The values of Scouting — clean living, honesty, respect for others, leadership — are something that stayed with him.

“I used Scouting a lot,” he said. “I used it with what I did the rest of my life. I was fair in everything I did. Or I tried to be.”

Naturally, that’s what you’d figure an old Eagle Scout would say.

And perhaps sowing good karma is another of his secrets to long living.

Part of the attraction of being as old as Lamar Wallace is you become the focus of stories. The guy bought a new Cadillac when he was 100. One hundred!

A couple of years later, he bought a pickup truck. Why not? he figured. Although he was noted for being somewhat tight, he figured you can’t take it with you. And he wanted a nice ride.

L.B. Groover, a former neighbor who is decades younger than Wallace, was a bit sheepish in telling his Lamar Story.

“I had some health problems, so he called on my wife and said that he’d cut the grass for me,” Groover said, smiling.

Carolyn Groover respectfully declined the offer. “I didn’t want a 101-year-old man cutting our grass,” she said.

Sitting face to face with a 105-year-old is a wondrous occasion to be in the presence of someone who experienced events captured in black-and-white photos in history books.

He was born in 1911 when there were 46 states.
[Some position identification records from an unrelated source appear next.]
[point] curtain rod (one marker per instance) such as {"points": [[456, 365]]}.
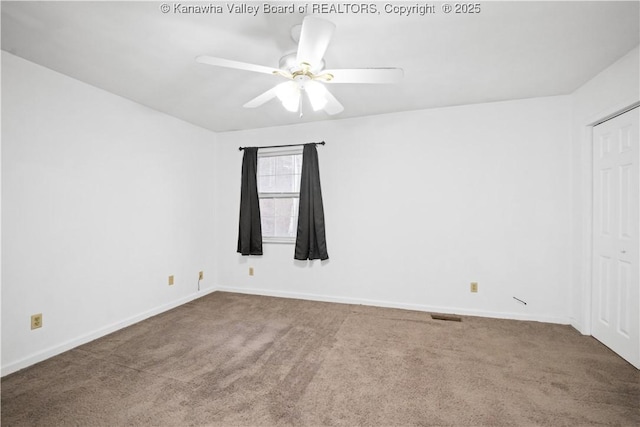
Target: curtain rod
{"points": [[281, 146]]}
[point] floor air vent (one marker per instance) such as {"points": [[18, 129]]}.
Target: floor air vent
{"points": [[448, 317]]}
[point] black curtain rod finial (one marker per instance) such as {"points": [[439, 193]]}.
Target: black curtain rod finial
{"points": [[282, 146]]}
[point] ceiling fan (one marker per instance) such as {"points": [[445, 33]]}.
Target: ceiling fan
{"points": [[305, 71]]}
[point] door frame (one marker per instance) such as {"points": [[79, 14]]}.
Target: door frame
{"points": [[587, 204]]}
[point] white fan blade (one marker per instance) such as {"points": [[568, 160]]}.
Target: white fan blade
{"points": [[314, 39], [228, 63], [364, 75], [333, 106], [262, 99]]}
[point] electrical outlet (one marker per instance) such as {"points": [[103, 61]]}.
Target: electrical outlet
{"points": [[36, 321]]}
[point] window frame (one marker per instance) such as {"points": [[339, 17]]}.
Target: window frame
{"points": [[278, 152]]}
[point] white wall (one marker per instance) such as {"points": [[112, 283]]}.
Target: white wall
{"points": [[102, 199], [420, 204], [614, 89]]}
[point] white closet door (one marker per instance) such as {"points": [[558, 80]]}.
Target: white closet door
{"points": [[616, 290]]}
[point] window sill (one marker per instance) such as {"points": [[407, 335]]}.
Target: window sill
{"points": [[279, 240]]}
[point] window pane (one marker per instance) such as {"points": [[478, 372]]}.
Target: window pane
{"points": [[268, 217], [279, 174], [266, 183], [286, 217], [268, 226], [266, 165]]}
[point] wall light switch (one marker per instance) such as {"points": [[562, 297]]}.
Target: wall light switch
{"points": [[36, 321]]}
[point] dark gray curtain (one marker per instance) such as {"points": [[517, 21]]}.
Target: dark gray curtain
{"points": [[311, 242], [250, 230]]}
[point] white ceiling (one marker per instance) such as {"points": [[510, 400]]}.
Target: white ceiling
{"points": [[510, 50]]}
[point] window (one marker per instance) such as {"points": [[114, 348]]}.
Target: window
{"points": [[279, 194]]}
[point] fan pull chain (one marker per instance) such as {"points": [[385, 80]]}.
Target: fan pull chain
{"points": [[300, 103]]}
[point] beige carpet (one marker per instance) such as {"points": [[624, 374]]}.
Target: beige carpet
{"points": [[229, 359]]}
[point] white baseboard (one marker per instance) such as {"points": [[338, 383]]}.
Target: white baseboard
{"points": [[61, 348], [391, 304]]}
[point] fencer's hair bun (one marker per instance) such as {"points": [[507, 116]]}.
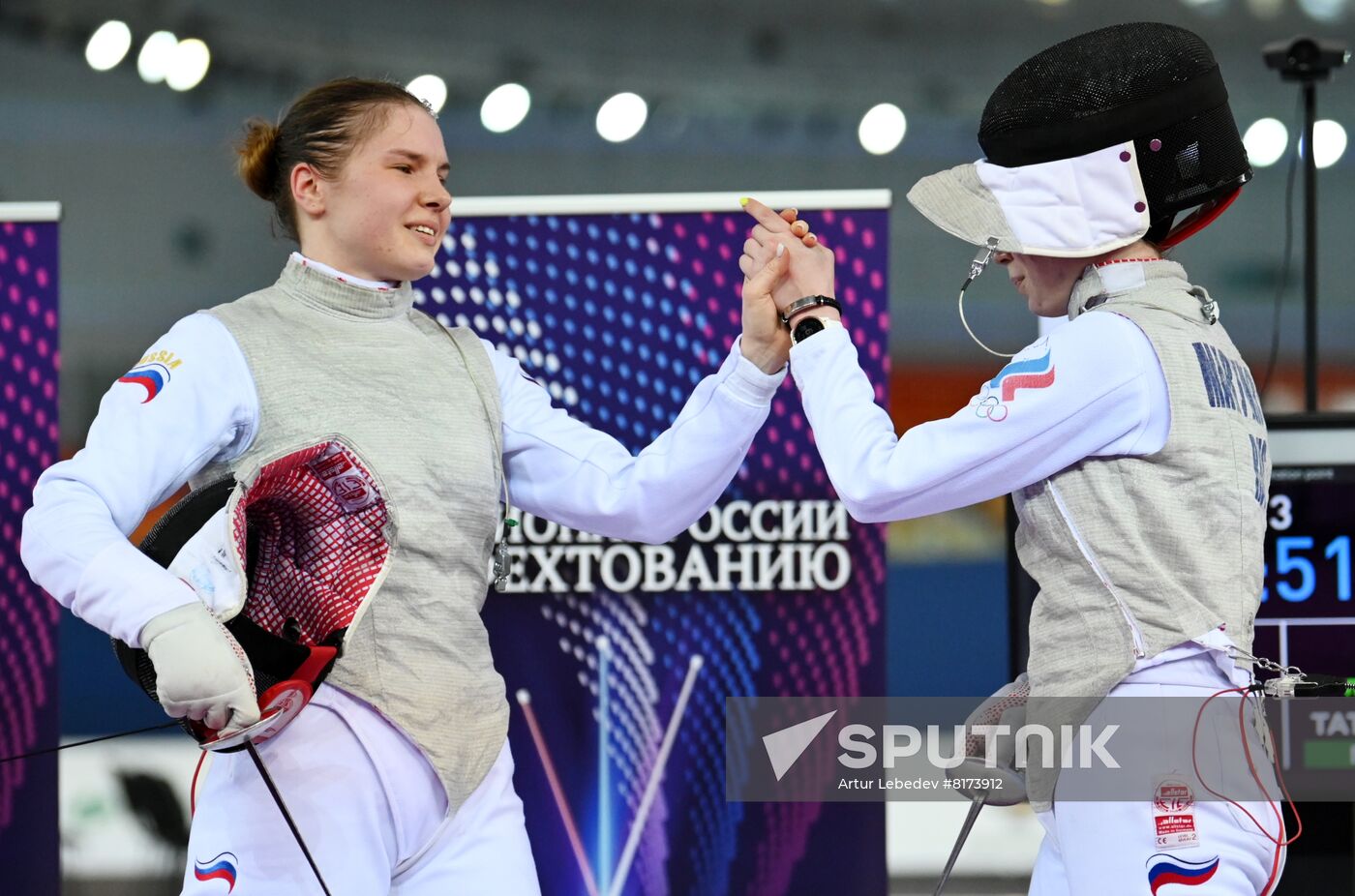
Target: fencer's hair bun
{"points": [[256, 158]]}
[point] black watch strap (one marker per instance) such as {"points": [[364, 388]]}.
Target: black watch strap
{"points": [[805, 304], [806, 328]]}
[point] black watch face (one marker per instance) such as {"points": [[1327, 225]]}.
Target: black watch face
{"points": [[806, 327]]}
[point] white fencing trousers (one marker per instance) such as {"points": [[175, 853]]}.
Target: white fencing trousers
{"points": [[1110, 849], [370, 810]]}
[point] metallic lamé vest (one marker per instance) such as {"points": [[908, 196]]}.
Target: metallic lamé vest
{"points": [[1134, 554], [329, 358]]}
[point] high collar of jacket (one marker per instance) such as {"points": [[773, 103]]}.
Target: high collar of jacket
{"points": [[1159, 284], [332, 293]]}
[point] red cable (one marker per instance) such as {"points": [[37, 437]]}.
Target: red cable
{"points": [[193, 788], [1250, 766]]}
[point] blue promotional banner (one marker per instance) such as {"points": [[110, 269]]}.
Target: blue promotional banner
{"points": [[29, 443], [619, 656]]}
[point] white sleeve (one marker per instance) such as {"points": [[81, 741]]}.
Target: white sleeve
{"points": [[1093, 388], [189, 402], [569, 473]]}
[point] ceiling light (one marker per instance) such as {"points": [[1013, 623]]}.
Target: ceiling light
{"points": [[189, 64], [155, 57], [108, 45], [883, 129], [1266, 141], [622, 117], [431, 90], [505, 107]]}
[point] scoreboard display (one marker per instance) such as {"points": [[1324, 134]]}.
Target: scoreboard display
{"points": [[1307, 617]]}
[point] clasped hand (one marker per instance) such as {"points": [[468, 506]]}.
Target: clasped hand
{"points": [[782, 262]]}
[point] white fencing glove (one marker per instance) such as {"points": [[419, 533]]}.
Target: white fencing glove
{"points": [[1006, 707], [200, 670]]}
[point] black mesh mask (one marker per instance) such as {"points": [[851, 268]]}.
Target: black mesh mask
{"points": [[1149, 83]]}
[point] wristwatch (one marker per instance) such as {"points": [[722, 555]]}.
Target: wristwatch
{"points": [[808, 301], [806, 328]]}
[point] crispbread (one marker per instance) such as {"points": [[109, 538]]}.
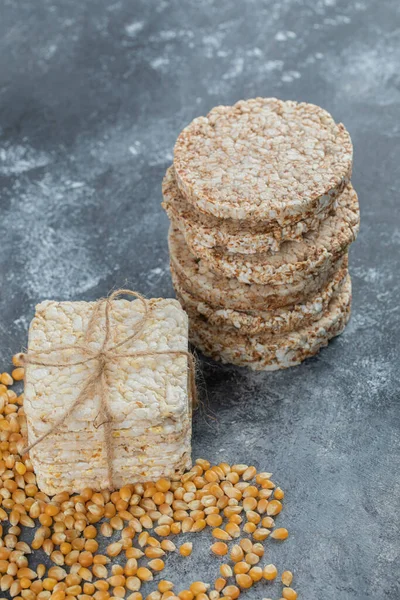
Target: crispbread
{"points": [[253, 322], [273, 352], [230, 234], [296, 261], [263, 159], [222, 292], [148, 397]]}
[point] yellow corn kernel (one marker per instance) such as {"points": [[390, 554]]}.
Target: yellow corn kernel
{"points": [[287, 578], [186, 549], [219, 548]]}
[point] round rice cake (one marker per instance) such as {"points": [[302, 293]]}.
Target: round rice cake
{"points": [[222, 292], [277, 352], [263, 159], [269, 322], [296, 261], [233, 235]]}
His home state of Oklahoma was a territory just four years prior. They were still working out the kinks in the Titanic. He survived the Influenza Pandemic of 1918. He experienced the Dust Bowl and still recalls the ominous clouds and reddish powder-fine silt that seeped through closed windows. He was a draftee who worked his way up to become an Army captain in World War II.

And so on. You get the picture.

He worked for decades on the Tulsa newspapers in the circulation department and later went into real estate. He outlived two wives of 30 years each but had no children, although he has three stepchildren. One of them, Rick Decker, was there celebrating the birthday at the Somerby assisted living facility where Wallace now resides.

Yep, Father Time did finally catch up with Wallace, causing him to have to give up his longtime home in Tyrone.

This year, he fell and fractured his hip bone. Normally, an injury like that can be an elderly person’s downfall. And it would have been for Wallace without an operation. If he had no prospect of getting back on his feet, then what’s the use of going on?

So doctors installed a rod and pins in his hip a few months ago and he hopes to try a walker in a few weeks.

“Amen, my God, yes, I want to walk again,” he said when asked about his goal. “First, I have to be able to stand. And then I’m gonna start practicing again, learning to walk.”

He said it with the conviction of an old Boy Scout who knows life is one step at a time.